In the doping lab case, Mr. Dominguez, who has been described in the French media as a photographer with links to French intelligence, told investigators that he had acted only as a middleman, passing on the data he received from Kargus to another man, who has not been located.
Judge Cassuto summoned Mr. Landis and Mr. Baker to Paris in May for questioning, but neither appeared for the hearing.
The judge has the power to issue international arrest warrants for both men, although he has not indicated yet whether he intends to do so.
Mr. Landis did not respond to requests for comment through Team Ouch, his new cycle-racing squad.
But he told Cycling News in November 2006, when rumors of the computer hacking first surfaced, that “any claims attributing these actions to me or my defense team are baseless, untrue, irresponsible and another example of the character assassination that I have faced since the initial allegations surfaced.”
In an e-mail message, Mr. Baker denied any involvement in hacking into the drug lab’s computer, or in hiring anyone to hack into it. “If the L.N.D.D. computer system was hacked, I do not know who did this,” he wrote, referring to the drug-testing lab, Le Laboratoire National de Dépistage du Dopage.

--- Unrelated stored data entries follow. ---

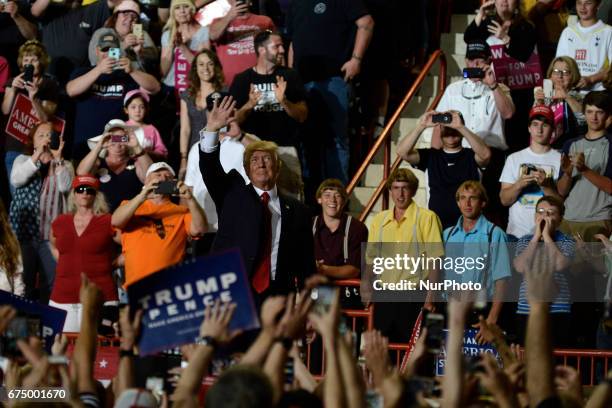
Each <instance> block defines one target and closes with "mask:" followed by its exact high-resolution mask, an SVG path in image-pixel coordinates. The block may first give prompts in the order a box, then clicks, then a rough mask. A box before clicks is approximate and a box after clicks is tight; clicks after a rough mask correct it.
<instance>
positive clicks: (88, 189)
mask: <svg viewBox="0 0 612 408" xmlns="http://www.w3.org/2000/svg"><path fill="white" fill-rule="evenodd" d="M99 188H100V181H99V180H98V179H97V178H96V177H94V176H93V175H83V176H76V177H75V178H74V181H73V182H72V191H70V195H69V196H68V213H67V214H62V215H60V216H59V217H57V218H56V219H55V221H53V224H52V225H51V229H52V231H51V235H50V243H51V250H52V253H53V257H54V258H55V259H56V260H57V271H56V276H55V283H54V285H53V291H52V292H51V300H50V301H49V304H50V305H51V306H54V307H57V308H60V309H63V310H66V311H67V312H68V314H67V316H66V322H65V323H64V330H63V331H65V332H78V331H79V329H80V322H81V317H82V316H81V314H82V305H81V304H80V303H79V288H80V285H81V274H85V275H86V276H87V278H89V280H90V281H91V282H93V283H95V284H96V286H98V287H99V288H100V289H101V290H102V293H103V295H104V301H105V302H107V304H108V302H112V303H115V304H117V303H118V297H117V287H116V285H115V282H114V281H113V277H112V268H113V267H112V263H113V262H112V261H113V240H114V239H115V236H116V233H115V230H114V229H113V228H112V227H111V223H110V221H111V215H110V214H109V213H108V205H107V204H106V200H105V199H104V194H103V193H101V192H100V191H99ZM116 241H117V242H120V241H119V239H118V238H117V239H116Z"/></svg>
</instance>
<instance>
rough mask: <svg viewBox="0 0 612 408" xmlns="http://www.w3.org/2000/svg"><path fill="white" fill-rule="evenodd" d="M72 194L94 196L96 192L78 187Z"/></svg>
mask: <svg viewBox="0 0 612 408" xmlns="http://www.w3.org/2000/svg"><path fill="white" fill-rule="evenodd" d="M74 192H75V193H77V194H87V195H96V190H95V189H94V188H91V187H85V186H79V187H77V188H75V189H74Z"/></svg>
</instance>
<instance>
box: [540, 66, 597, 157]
mask: <svg viewBox="0 0 612 408" xmlns="http://www.w3.org/2000/svg"><path fill="white" fill-rule="evenodd" d="M579 80H580V71H579V70H578V65H577V64H576V61H575V60H574V59H573V58H572V57H567V56H561V57H556V58H555V59H553V60H552V62H551V63H550V66H549V67H548V71H547V73H546V79H545V80H544V86H543V87H539V86H537V87H535V88H534V89H533V97H534V105H548V106H550V108H551V109H552V111H553V113H554V114H555V125H554V128H553V135H552V137H551V141H550V143H551V144H552V145H553V147H554V148H556V149H560V148H561V147H563V144H564V143H565V142H566V141H567V140H568V138H571V137H574V136H575V135H578V134H584V133H585V132H586V121H585V119H584V115H583V114H582V99H583V95H581V94H580V92H579V91H578V90H577V89H576V85H577V84H578V81H579Z"/></svg>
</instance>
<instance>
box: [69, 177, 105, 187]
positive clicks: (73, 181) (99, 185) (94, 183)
mask: <svg viewBox="0 0 612 408" xmlns="http://www.w3.org/2000/svg"><path fill="white" fill-rule="evenodd" d="M81 186H87V187H91V188H93V189H95V190H98V189H99V188H100V181H99V180H98V178H97V177H95V176H92V175H91V174H85V175H82V176H76V177H75V178H74V179H73V180H72V188H77V187H81Z"/></svg>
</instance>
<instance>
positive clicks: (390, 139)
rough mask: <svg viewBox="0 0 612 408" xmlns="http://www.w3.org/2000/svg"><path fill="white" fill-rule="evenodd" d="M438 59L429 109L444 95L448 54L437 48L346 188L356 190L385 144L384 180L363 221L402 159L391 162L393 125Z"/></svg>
mask: <svg viewBox="0 0 612 408" xmlns="http://www.w3.org/2000/svg"><path fill="white" fill-rule="evenodd" d="M438 59H439V60H440V65H439V73H438V92H437V96H436V98H435V99H434V101H433V102H432V104H431V105H430V107H429V109H431V108H433V107H435V106H436V105H437V104H438V102H439V100H440V98H441V97H442V94H443V91H444V89H445V88H446V56H445V55H444V53H443V52H442V50H436V51H434V53H433V54H431V56H430V57H429V60H428V61H427V63H426V64H425V66H424V67H423V70H422V71H421V73H420V74H419V76H418V77H417V79H416V80H415V81H414V83H413V84H412V86H411V87H410V89H409V90H408V92H407V93H406V96H404V99H403V100H402V102H401V103H400V104H399V106H398V108H397V109H396V110H395V112H394V113H393V116H391V118H390V119H389V121H388V122H387V124H386V126H385V128H384V130H383V132H382V133H381V135H380V136H379V137H378V138H377V139H376V142H375V143H374V146H372V148H371V149H370V151H369V152H368V154H367V156H366V158H365V159H364V161H363V163H362V164H361V166H359V169H357V172H356V173H355V176H353V179H352V180H351V182H350V183H349V185H348V186H347V188H346V190H347V193H348V194H349V195H350V194H352V192H353V191H354V190H355V187H356V186H357V183H359V180H361V178H362V177H363V176H364V174H365V172H366V170H367V168H368V166H369V165H370V164H371V163H372V161H373V159H374V156H375V155H376V153H378V151H379V150H380V148H381V147H383V144H384V157H383V180H382V182H381V184H380V185H379V186H378V188H377V189H376V191H375V192H374V195H373V196H372V197H371V198H370V200H369V201H368V203H367V204H366V206H365V208H364V209H363V211H362V212H361V214H360V217H359V219H360V220H361V221H363V220H365V218H366V217H367V215H368V214H369V212H370V211H371V210H372V207H374V204H375V203H376V201H377V200H378V199H379V198H380V195H381V194H382V192H383V190H384V181H385V180H386V179H387V177H389V174H390V173H391V171H392V169H393V168H396V167H397V166H398V165H399V163H400V161H401V160H399V159H396V160H395V162H394V163H393V165H391V164H390V162H391V157H390V156H391V134H392V130H393V127H394V126H395V124H396V123H397V121H398V120H399V119H400V118H401V116H402V112H403V111H404V109H405V108H406V106H407V105H408V103H409V102H410V101H411V100H412V99H413V98H414V96H415V95H416V94H417V92H418V90H419V88H420V87H421V85H423V82H424V81H425V78H426V77H427V74H428V73H429V71H431V69H432V68H433V66H434V64H435V63H436V61H437V60H438ZM387 207H388V198H387V196H386V195H385V196H383V209H387Z"/></svg>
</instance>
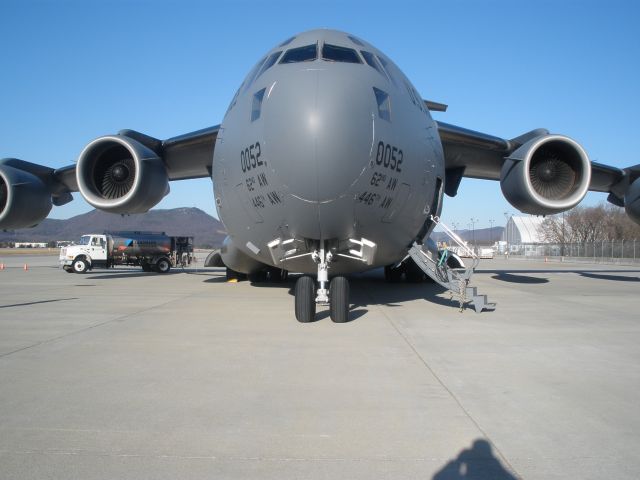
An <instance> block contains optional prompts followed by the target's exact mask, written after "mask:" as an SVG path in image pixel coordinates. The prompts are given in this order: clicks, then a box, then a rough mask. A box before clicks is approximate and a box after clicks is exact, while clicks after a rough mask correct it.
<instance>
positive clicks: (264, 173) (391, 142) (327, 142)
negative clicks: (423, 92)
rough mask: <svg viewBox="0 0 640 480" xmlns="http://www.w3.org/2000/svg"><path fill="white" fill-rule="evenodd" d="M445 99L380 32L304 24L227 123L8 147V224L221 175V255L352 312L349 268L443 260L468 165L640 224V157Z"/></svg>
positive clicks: (228, 120)
mask: <svg viewBox="0 0 640 480" xmlns="http://www.w3.org/2000/svg"><path fill="white" fill-rule="evenodd" d="M430 110H432V111H444V110H446V105H442V104H438V103H435V102H430V101H424V100H423V99H422V98H421V96H420V95H419V94H418V92H417V91H416V89H415V88H414V87H413V85H412V84H411V82H410V81H409V79H408V78H407V77H406V76H405V75H404V74H403V73H402V72H401V71H400V69H399V68H398V67H397V66H396V65H395V64H394V63H393V62H392V61H391V60H390V59H389V58H388V57H387V56H386V55H384V54H383V53H382V52H381V51H379V50H378V49H377V48H375V47H374V46H373V45H371V44H369V43H367V42H365V41H363V40H361V39H359V38H357V37H355V36H353V35H350V34H348V33H343V32H339V31H334V30H312V31H309V32H305V33H301V34H299V35H296V36H294V37H292V38H289V39H288V40H286V41H284V42H282V43H281V44H279V45H278V46H277V47H275V48H273V49H272V50H270V51H269V52H268V53H267V54H266V55H265V56H264V57H263V58H261V59H260V61H259V62H258V63H257V64H256V65H255V67H254V68H253V69H252V70H251V71H250V72H249V74H248V75H247V77H246V79H245V80H244V82H243V83H242V85H241V86H240V88H239V89H238V91H237V93H236V94H235V96H234V97H233V99H232V100H231V104H230V105H229V109H228V110H227V113H226V115H225V117H224V119H223V121H222V123H221V124H220V125H217V126H214V127H210V128H205V129H203V130H199V131H196V132H192V133H187V134H184V135H180V136H177V137H173V138H169V139H167V140H158V139H156V138H153V137H150V136H147V135H144V134H142V133H139V132H136V131H133V130H122V131H120V132H118V133H117V134H115V135H106V136H103V137H99V138H97V139H95V140H93V141H91V142H90V143H89V144H88V145H87V146H86V147H85V148H84V149H83V150H82V152H81V153H80V156H79V158H78V161H77V163H76V164H75V165H70V166H67V167H64V168H60V169H52V168H48V167H46V166H42V165H37V164H33V163H29V162H25V161H22V160H17V159H4V160H2V161H0V228H3V229H16V228H24V227H31V226H34V225H36V224H37V223H39V222H40V221H42V219H44V218H45V217H46V216H47V215H48V214H49V211H50V210H51V206H52V204H53V205H63V204H65V203H67V202H69V201H71V200H72V199H73V198H72V196H71V192H76V191H79V192H80V194H81V195H82V196H83V197H84V198H85V200H86V201H87V202H89V203H90V204H91V205H93V206H94V207H96V208H99V209H101V210H105V211H108V212H113V213H120V214H126V213H140V212H145V211H147V210H149V209H150V208H152V207H153V206H154V205H156V204H157V203H158V202H159V201H160V200H161V199H162V198H163V197H164V196H165V195H166V194H167V193H168V192H169V181H171V180H184V179H191V178H200V177H211V178H212V180H213V186H214V189H213V191H214V196H215V203H216V207H217V211H218V215H219V217H220V219H221V220H222V222H223V223H224V225H225V227H226V229H227V232H228V237H227V239H226V240H225V242H224V246H223V247H222V249H221V250H220V252H218V253H217V254H216V255H214V256H213V257H212V258H211V259H209V264H211V265H219V266H225V267H226V268H227V275H228V277H229V278H237V277H238V276H240V275H243V274H244V275H247V274H248V275H252V276H254V277H256V276H260V275H264V274H265V272H266V273H267V277H270V278H274V279H275V278H281V277H282V276H283V275H284V274H285V273H286V272H287V271H292V272H300V273H303V274H304V275H303V276H301V277H299V278H298V280H297V282H296V286H295V312H296V317H297V319H298V320H299V321H301V322H308V321H312V320H313V318H314V316H315V311H316V304H325V305H327V304H328V305H329V307H330V313H331V318H332V320H334V321H336V322H344V321H347V319H348V313H349V283H348V280H347V279H346V277H345V275H347V274H350V273H354V272H362V271H365V270H368V269H372V268H376V267H382V266H384V267H385V275H386V276H387V278H388V279H389V280H394V279H395V280H397V279H398V278H399V276H400V275H401V274H402V272H404V273H405V276H407V277H410V276H412V274H411V272H415V267H416V264H417V265H418V266H419V267H420V268H422V269H423V270H424V271H425V272H426V273H429V272H428V269H427V268H425V266H421V265H420V263H421V262H420V261H419V260H418V259H417V257H416V255H415V248H416V246H417V245H420V246H422V244H423V242H424V241H425V239H427V238H428V236H429V235H430V233H431V231H432V230H433V228H434V226H435V224H436V222H437V219H438V216H439V215H440V212H441V209H442V202H443V193H446V194H447V195H449V196H455V195H456V193H457V190H458V186H459V184H460V181H461V179H462V178H463V177H472V178H480V179H488V180H499V181H500V186H501V188H502V191H503V193H504V196H505V197H506V199H507V200H508V201H509V202H510V203H511V204H512V205H513V206H514V207H516V208H518V209H519V210H520V211H522V212H526V213H531V214H536V215H547V214H554V213H558V212H562V211H564V210H567V209H570V208H572V207H574V206H575V205H577V204H578V203H579V202H580V201H581V200H582V198H583V197H584V196H585V194H586V193H587V191H588V190H595V191H600V192H608V193H609V197H608V198H609V201H611V202H612V203H615V204H616V205H619V206H624V207H625V209H626V212H627V213H628V215H629V216H630V217H631V218H632V219H633V220H634V221H636V222H638V223H640V179H639V177H640V165H636V166H634V167H629V168H626V169H618V168H614V167H611V166H605V165H601V164H597V163H593V162H591V161H590V160H589V157H588V155H587V154H586V153H585V151H584V149H583V148H582V147H581V146H580V145H579V144H578V143H577V142H575V141H574V140H572V139H570V138H568V137H566V136H563V135H557V134H550V133H549V132H548V131H547V130H543V129H538V130H533V131H531V132H528V133H525V134H523V135H521V136H519V137H517V138H514V139H510V140H508V139H502V138H498V137H495V136H491V135H487V134H484V133H479V132H475V131H471V130H467V129H464V128H461V127H457V126H454V125H449V124H446V123H442V122H436V121H434V120H433V119H432V117H431V114H430ZM412 249H413V250H412ZM409 253H413V254H412V255H409ZM438 263H439V265H438V267H441V265H440V264H441V263H442V262H441V261H440V262H438ZM442 273H443V272H442V271H440V274H442ZM410 274H411V275H410ZM444 275H445V277H447V276H448V277H449V279H451V273H447V272H444ZM413 276H415V275H413ZM432 276H433V275H432ZM314 277H315V278H314ZM444 281H446V278H444Z"/></svg>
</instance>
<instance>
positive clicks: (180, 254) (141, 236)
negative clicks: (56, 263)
mask: <svg viewBox="0 0 640 480" xmlns="http://www.w3.org/2000/svg"><path fill="white" fill-rule="evenodd" d="M192 260H193V237H189V236H180V237H171V236H168V235H166V234H165V233H164V232H138V231H135V232H105V233H104V234H98V233H91V234H88V235H83V236H82V237H80V241H79V242H78V244H76V245H69V246H66V247H63V248H62V249H60V264H61V265H62V268H63V269H64V270H65V271H67V272H69V273H73V272H75V273H85V272H87V271H88V270H91V269H93V268H96V267H102V268H111V267H113V266H115V265H134V266H139V267H142V270H144V271H145V272H150V271H154V272H158V273H167V272H168V271H169V270H170V269H171V267H176V266H178V265H180V266H182V267H185V266H187V265H190V264H191V262H192Z"/></svg>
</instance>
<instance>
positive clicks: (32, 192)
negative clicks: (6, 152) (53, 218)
mask: <svg viewBox="0 0 640 480" xmlns="http://www.w3.org/2000/svg"><path fill="white" fill-rule="evenodd" d="M50 211H51V192H50V191H49V189H48V188H47V186H46V185H45V184H44V183H43V182H42V180H40V179H39V178H38V177H36V176H35V175H33V174H31V173H29V172H25V171H24V170H20V169H18V168H14V167H10V166H9V165H0V228H2V229H14V228H28V227H34V226H36V225H37V224H38V223H40V222H41V221H42V220H43V219H44V218H46V216H47V215H48V214H49V212H50Z"/></svg>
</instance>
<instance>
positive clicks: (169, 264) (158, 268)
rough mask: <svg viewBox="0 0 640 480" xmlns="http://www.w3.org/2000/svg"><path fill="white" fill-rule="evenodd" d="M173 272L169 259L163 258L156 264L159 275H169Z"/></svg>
mask: <svg viewBox="0 0 640 480" xmlns="http://www.w3.org/2000/svg"><path fill="white" fill-rule="evenodd" d="M169 270H171V262H169V259H167V258H161V259H160V260H158V261H157V262H156V271H157V272H158V273H168V272H169Z"/></svg>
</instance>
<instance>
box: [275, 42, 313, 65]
mask: <svg viewBox="0 0 640 480" xmlns="http://www.w3.org/2000/svg"><path fill="white" fill-rule="evenodd" d="M316 58H318V45H316V44H315V43H314V44H313V45H306V46H304V47H298V48H292V49H290V50H287V51H286V52H285V54H284V55H283V56H282V60H280V63H298V62H312V61H313V60H315V59H316Z"/></svg>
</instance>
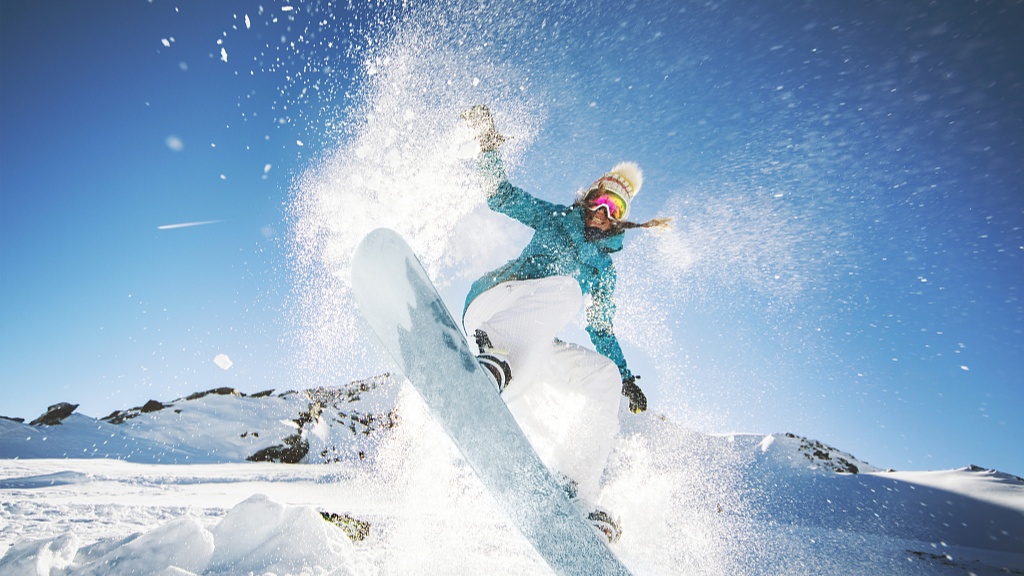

In the case of Mr. Canoy, the shareholder activist, investigators raided the office of Jean-François Dubos, Vivendi’s general counsel, in June. Antoine Lefort, a spokesman for Vivendi, confirmed that Mr. Dubos “has been heard as a witness and his office was searched.” But he said that neither Mr. Dubos, who has not been placed under formal investigation, nor the company had sought to hack into Mr. Canoy’s computer.
Since 2002, Vivendi has fought 13 different lawsuits brought by Mr. Canoy, and filed two countersuits against him, Mr. Lefort said.
Mr. Canoy said the hackers stole data about his finances and even his family. “My son has a rock band, and everything including his songs and poems was stolen,” he said. “It is a complete violation of my personal and professional privacy.”
Mr. Harbulot, the expert on economic intelligence, said the most curious thing about the whole case to him was why a company like E.D.F. would get involved with “these kinds of people” in the first place.
“All of E.D.F.’s security needs should be taken care of by the state, because it’s strategically important,” he said.
Still, hackers like Mr. Quiros seem to be proliferating, he said, estimating there were “a few dozen” in France alone. “Not that he was very expert,” Mr. Harbulot said. “Like most hackers, he was undone by some really stupid blunders.”